Now, you seem to be a clear minded and very self-confident person. Wonderful. We need more like you. But I still feel that the vast majority of people, when confronted with social pressure like this, will back down and not make a fuss not because they think it's the right thing to do but because they know the inmates are running the asylum.
Maybe it's because I live in a small community but I am perplexed as to how this works so well. After all, if they were to threaten that my daughters couldn't get shidduchim in their community, I would think: who wants to marry creeps like you anyway? Why would I want to send my boy to a yeshiva that tolerates pedophiles? But people do. Is it because they don't know there are alternatives?
I say again: those of you who are not yet absorbed into the weird culture need to get out and start again elsewhere. There's a huge Jewish world out there and options for people who are sick of the situation but want to continue to be observant.
I like the tone of your post! There is no excuse for any of these behaviors.
You go girl! Not everybody has the option to leave here to get away from the craziness sometimes exhibited. The only right choice is to take a stand and fight back.
Good for you for posting on this difficult topic. And the idea that your kids won't have a shidduch because mom sticks up for what's right? There are plenty of parents who would appreciate such a match.
Someone once said the loudest person in the room isn't always right.
I decided years ago that there are TONS of reasons my kids will never get a good shiduch, so when I had to threaten the mefakachat of the chinuch atzmai with a trial (over not placing Ricki where she legally had right to be...), I put my "shiduch" fears aside...
-Ricki got her placement
-my three oldest got fine shiduchim
There are enough good people out there... the "no shidduch" won't work.....

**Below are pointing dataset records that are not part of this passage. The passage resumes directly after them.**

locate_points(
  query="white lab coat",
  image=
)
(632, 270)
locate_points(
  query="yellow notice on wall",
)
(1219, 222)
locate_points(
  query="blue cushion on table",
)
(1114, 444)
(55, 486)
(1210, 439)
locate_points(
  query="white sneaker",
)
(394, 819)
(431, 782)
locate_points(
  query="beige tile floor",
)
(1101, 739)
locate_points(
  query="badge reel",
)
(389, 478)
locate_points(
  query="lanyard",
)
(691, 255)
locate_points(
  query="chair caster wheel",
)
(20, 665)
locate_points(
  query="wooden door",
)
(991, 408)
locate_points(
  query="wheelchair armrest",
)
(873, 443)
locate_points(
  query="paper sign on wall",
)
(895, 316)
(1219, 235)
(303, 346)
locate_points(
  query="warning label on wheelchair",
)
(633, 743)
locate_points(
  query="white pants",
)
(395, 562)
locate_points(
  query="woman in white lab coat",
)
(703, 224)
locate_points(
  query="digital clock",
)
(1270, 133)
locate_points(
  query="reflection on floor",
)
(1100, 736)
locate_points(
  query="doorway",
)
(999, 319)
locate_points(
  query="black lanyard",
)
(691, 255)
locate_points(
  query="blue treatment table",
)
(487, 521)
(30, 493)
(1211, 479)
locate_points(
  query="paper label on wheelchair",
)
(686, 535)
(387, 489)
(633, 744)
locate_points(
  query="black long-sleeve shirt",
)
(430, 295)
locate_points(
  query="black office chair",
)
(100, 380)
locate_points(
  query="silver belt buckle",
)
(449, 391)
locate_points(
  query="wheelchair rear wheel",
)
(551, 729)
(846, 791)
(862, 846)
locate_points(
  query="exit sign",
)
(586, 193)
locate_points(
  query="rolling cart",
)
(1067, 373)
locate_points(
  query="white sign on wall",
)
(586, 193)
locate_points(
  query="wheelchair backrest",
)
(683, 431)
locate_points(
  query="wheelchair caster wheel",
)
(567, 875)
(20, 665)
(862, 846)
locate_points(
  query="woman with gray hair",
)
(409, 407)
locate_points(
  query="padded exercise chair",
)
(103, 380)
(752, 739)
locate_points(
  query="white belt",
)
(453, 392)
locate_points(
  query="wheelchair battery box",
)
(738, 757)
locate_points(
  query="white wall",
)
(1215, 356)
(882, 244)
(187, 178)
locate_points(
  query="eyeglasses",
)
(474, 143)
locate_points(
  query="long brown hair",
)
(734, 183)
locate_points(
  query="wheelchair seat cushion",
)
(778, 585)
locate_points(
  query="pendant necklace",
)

The whole "your kids won't find a shidduch" thing doesn't apply to me. I'm modern orthodox, and I fully expect my kids to find their own spouses. No shidduch dating here.
Go SR! Your kids will be that much stronger, not to mention better spouses themselves, having grown up with such a strong SuperMom who knows what's really important.
Why, oh why, are people so worried about the status of the shidduch, over that of the mental and physical health of their own kids? Way beyond me...
Strong, healthy kids, with a strong healthy support system, make for strong, healthy spouses and parents, and a strong community.
Hear Hear!
The part that sounds so wrong about the whole concern over shidduchim is, that both stem from a concern of what is best for the children. But the shidduchim one is a superficial one, where outsiders look at your children. The molesters one is a real concern that is a inside issue, of the child's safety. And people are more concerned about what people "think" of their children, instead of what is actually happening to their children.